En una noche de verano de un pequeño y soñado pueblo de la costa francesa, una joven y bella adolescente de diecisiete años tiene su primera vez. El escenario es más que ideal y el galán, un rubio alemán que ronda los veinte años, no escatima belleza. Todos los indicios parecerían pronosticar un amor de verano de esos que no se olvidan fácilmente. Los días transcurren inundados por una luz mágica que se filtra entre los árboles que se mueven con la brisa y que atraviesa las ventanas abiertas de las casas; una luz que refleja destellos en el inmenso mar azul, en las arenas blancas y en las calles adoquinadas del pueblo. Sin embargo, hay algo que se le escapa a esa luz. En la oscuridad de la noche de su primera vez, Isabelle, con la mirada vacía, se separa de su propio cuerpo y observa la escena como un completo extraño.
François Ozon se propone la arriesgada tarea de dar cuenta de la iniciación sexual de una adolescente que parece tenerlo todo: una familia, un buen pasar económico y, sobre todo, una desbordante belleza. El verano terminó y el París otoñal se convierte en el escenario donde una nueva Isabelle se descubre, la que comienza de modo tan natural como insólito a prostituirse. El relato sigue su curso en una aparente normalidad. A través de sus ojos percibimos ese pequeño mundo tranquilo, el de una chica que decide, como quien decide anotarse en el gimnasio, tener sexo con extraños en hoteles caros y recibir una buena suma de euros por ello. No hay detención en los detalles, no hay reflexión; todo pasa por inercia. Y es en ese espacio casi vacío donde Ozon ubica al espectador, que se empeña en tratar de comprender a lo largo de toda la película cuáles son los verdaderos motivos que llevan a una chica que tiene todo para deslumbrar a querer sumergirse en la oscuridad de un mundo aparentemente ajeno.
Algo se quiebra en la mitad del film. El invierno llega y todo parece derrumbarse en el mundo de Isabelle. Ese espacio vacío que el espectador va tanteando medio a ciegas ahora es compartido con la familia, que tampoco comprende los motivos que llevaron a la protagonista a encarar una doble vida. El relato se expande inteligentemente y revela una supuesta relación extramatrimonial de la madre, un padre ausente, un hermano por demás curioso con la sexualidad de su hermana mayor y un padrastro que parece no darle importancia a los hechos y que los justifica como una forma de descubrimiento de la propia sexualidad.
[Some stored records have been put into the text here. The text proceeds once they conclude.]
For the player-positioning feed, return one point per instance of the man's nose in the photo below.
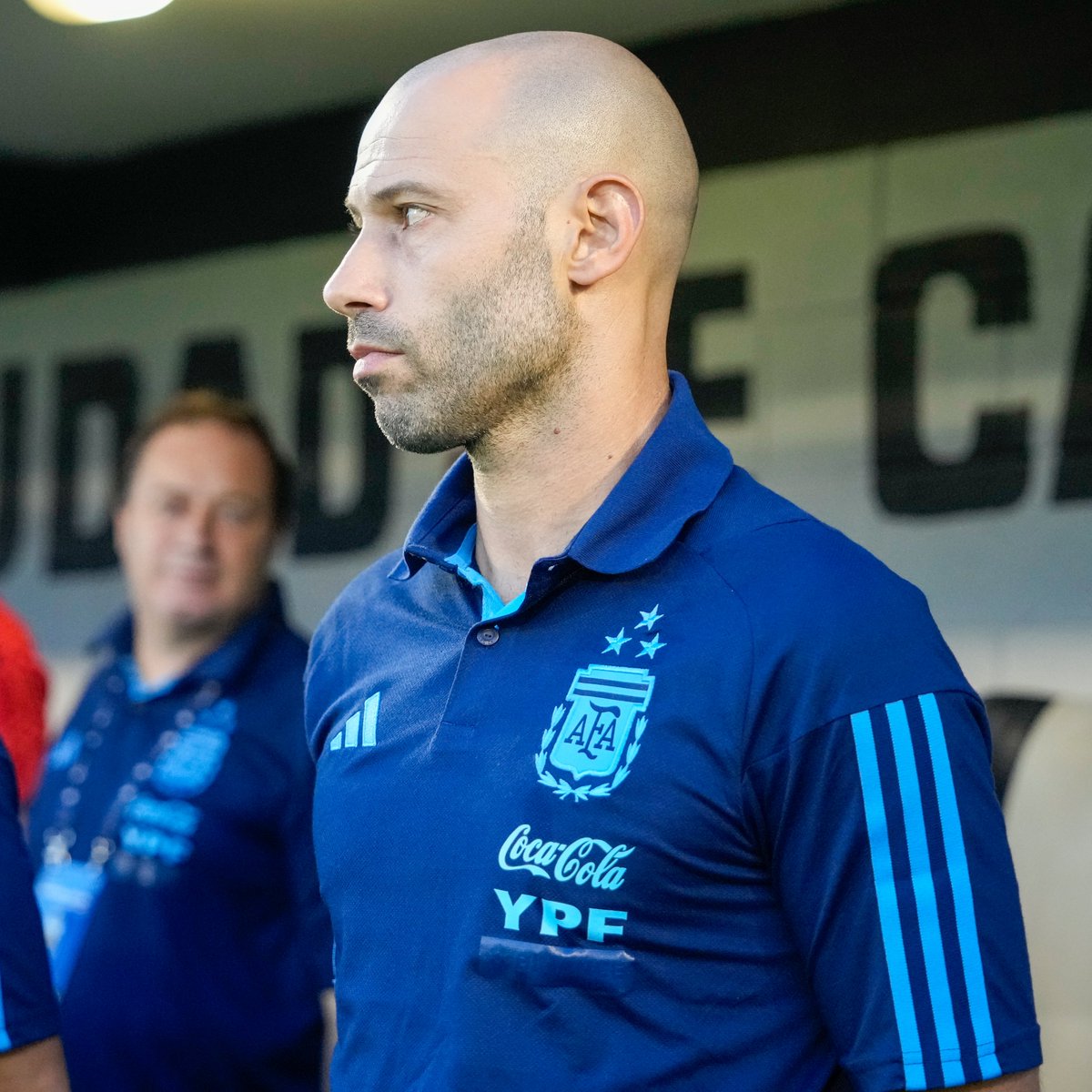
(358, 284)
(197, 525)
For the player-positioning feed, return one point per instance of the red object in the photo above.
(22, 702)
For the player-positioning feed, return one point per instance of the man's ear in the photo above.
(610, 214)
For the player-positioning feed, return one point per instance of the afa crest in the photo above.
(598, 735)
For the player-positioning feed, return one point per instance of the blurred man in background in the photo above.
(631, 774)
(31, 1058)
(172, 831)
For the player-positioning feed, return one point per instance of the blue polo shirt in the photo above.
(27, 1006)
(208, 945)
(711, 808)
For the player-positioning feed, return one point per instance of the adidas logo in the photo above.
(359, 730)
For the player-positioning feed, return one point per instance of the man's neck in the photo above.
(161, 656)
(535, 490)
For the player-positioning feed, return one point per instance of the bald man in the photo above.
(631, 774)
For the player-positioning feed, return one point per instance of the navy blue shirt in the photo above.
(27, 1006)
(710, 808)
(207, 949)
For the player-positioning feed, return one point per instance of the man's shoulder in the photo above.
(366, 590)
(764, 544)
(820, 609)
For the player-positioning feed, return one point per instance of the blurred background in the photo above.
(885, 311)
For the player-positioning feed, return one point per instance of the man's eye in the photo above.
(413, 214)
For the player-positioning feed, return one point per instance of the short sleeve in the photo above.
(889, 853)
(316, 933)
(27, 1006)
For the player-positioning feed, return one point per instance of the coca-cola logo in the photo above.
(584, 861)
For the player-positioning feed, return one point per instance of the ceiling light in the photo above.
(96, 11)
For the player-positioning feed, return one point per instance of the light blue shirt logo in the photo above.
(359, 730)
(598, 736)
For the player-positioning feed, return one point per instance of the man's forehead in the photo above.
(449, 115)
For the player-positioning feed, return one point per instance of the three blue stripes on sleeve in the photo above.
(911, 806)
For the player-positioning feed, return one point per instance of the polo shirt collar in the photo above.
(222, 664)
(675, 476)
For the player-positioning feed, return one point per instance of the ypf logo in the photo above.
(598, 735)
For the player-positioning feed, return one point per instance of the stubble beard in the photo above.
(497, 355)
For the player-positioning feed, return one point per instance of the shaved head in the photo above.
(574, 106)
(523, 208)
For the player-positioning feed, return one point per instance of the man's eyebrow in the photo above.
(404, 188)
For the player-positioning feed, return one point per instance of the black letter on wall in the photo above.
(996, 472)
(1075, 470)
(319, 531)
(110, 383)
(217, 365)
(12, 393)
(725, 396)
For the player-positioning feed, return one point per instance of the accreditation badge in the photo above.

Esa aparente armonía que rodea la vida de Isabelle funciona de algún modo como la falsa consciencia burguesa, en un intento desesperado por creer que las cosas tienen que ser de determinada forma porque sí. Isabelle debe cumplir con las normas implícitas que tanto su familia como la sociedad imponen. Su rol como mujer en el ámbito público y en el privado viene prefigurado más allá de sus deseos y determinaciones. Pero ella decide quebrar las normas de manera radical e inesperada. No como una forma de liberación (nadie supondrá que la prostitución es un ejercicio de la emancipación femenina), sino como una defensa y un contraataque. Su mirada vacía y desafiante y su aparente insensibilidad ante los cuestionamientos de su entorno ubican a esta protagonista bella y enigmática en una postura de rebeldía silenciosa, aunque parezca una rebelde sin causa.
En una fiesta organizada por un compañero de escuela, vemos a Isabelle en su entorno supuestamente natural, caminando entre jóvenes que toman alcohol, se besan, bailan y tienen sexo, todo eso alocadamente. Isabelle los observa con una tenue sonrisa que devela soberbia y ternura a la vez, como si comprendiera la farsa que significa pertenecer a un sistema preconfigurado de relaciones y de comportamientos humanos. Ella, definitivamente, no pertenece a ese mundo.